Mr Reusche thinks that Ecuador has the potential to be an important mining country because of its geology and installed infrastructure, but the government has a lot of work to do first. “The potential is there to develop an interesting and competitive mining sector, but there would need to be much more investment and policy continuity, which is something Ecuador has lacked,” he adds.

Another key component of the strategy is trade openness, with a focus in 2022 on China, Mexico and the US. China is Ecuador’s second trading partner after the US and a major source of FDI. Currently, Ecuador imports 21% of its goods and services from the US and exports 30% of its goods to the US. China, on the other hand, accounts for 19% of Ecuador’s imports and receives 13% of its exports, according to the Ecuadorian trade ministry. 

A trade deal with the US is being pushed in Ecuador, as well as in the US. In early February, four US senators — two Democrats and two Republicans — submitted the US–Ecuador Partnership Act that could lead to strong trade. Ecuador also would like to work out a deal to extend its $5bn debt with China, most of which comes due by the end of 2025.

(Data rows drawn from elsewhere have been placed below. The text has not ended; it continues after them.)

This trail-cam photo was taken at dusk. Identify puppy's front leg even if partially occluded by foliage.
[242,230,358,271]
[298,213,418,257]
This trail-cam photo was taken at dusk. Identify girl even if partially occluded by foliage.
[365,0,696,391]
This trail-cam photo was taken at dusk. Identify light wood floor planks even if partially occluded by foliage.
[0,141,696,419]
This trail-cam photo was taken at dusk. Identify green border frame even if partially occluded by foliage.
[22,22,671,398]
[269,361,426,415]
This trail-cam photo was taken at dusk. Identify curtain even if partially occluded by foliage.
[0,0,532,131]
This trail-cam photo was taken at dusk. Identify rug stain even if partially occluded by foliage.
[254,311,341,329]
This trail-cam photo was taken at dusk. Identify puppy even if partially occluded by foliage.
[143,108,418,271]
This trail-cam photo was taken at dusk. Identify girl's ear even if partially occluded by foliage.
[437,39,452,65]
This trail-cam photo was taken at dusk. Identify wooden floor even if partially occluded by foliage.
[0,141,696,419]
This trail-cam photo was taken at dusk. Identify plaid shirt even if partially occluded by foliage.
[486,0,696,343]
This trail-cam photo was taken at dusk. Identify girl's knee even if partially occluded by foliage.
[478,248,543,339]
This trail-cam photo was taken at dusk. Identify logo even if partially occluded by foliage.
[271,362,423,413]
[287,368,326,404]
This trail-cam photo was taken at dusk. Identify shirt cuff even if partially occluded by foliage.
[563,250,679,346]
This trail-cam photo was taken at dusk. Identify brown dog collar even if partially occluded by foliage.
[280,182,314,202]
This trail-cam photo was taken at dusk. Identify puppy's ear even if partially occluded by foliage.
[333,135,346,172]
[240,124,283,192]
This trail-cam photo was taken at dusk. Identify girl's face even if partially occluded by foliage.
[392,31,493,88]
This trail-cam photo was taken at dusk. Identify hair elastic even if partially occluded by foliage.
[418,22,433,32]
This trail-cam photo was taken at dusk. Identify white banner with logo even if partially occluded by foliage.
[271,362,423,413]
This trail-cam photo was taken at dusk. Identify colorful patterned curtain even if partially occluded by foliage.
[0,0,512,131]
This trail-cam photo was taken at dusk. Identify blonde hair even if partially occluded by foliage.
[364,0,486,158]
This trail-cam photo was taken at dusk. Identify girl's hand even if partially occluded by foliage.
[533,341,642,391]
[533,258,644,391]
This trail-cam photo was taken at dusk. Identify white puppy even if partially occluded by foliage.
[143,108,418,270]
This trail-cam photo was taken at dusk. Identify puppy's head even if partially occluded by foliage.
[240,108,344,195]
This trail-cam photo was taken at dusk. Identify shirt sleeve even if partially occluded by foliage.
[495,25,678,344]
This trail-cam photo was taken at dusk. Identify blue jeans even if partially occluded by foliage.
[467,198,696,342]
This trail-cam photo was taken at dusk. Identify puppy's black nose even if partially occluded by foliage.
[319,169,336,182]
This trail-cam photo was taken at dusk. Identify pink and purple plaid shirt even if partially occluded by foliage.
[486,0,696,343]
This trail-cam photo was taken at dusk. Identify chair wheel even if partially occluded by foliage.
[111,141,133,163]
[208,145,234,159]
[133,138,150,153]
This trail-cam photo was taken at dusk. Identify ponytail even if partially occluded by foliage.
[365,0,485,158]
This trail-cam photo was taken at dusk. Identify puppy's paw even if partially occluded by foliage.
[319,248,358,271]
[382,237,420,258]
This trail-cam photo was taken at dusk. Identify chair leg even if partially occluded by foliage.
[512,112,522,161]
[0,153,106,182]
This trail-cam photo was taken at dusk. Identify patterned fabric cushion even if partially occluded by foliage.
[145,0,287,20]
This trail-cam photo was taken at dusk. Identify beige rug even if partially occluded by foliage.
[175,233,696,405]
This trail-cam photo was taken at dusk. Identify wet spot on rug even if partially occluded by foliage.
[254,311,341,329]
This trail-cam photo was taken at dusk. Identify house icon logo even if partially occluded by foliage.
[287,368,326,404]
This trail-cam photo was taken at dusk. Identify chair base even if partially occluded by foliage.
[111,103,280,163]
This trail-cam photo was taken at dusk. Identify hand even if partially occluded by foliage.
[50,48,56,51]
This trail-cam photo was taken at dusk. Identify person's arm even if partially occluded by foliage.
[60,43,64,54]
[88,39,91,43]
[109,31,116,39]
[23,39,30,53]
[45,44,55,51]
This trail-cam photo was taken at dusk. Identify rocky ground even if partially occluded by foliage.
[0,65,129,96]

In addition, a trade deal with Mexico is the final piece Ecuador needs to join the Pacific Alliance, which includes Chile, Colombia, Mexico and Peru as full members, and Singapore as an associate member. A bilateral agreement with all member states is a prerequisite to join. 

“Ecuador needs to open up to the world to compete, win market share and innovate. Trade agreements and alliances are important to energise the flow of goods, and facilitate transactions and co-operation,” says Mr Rodríguez.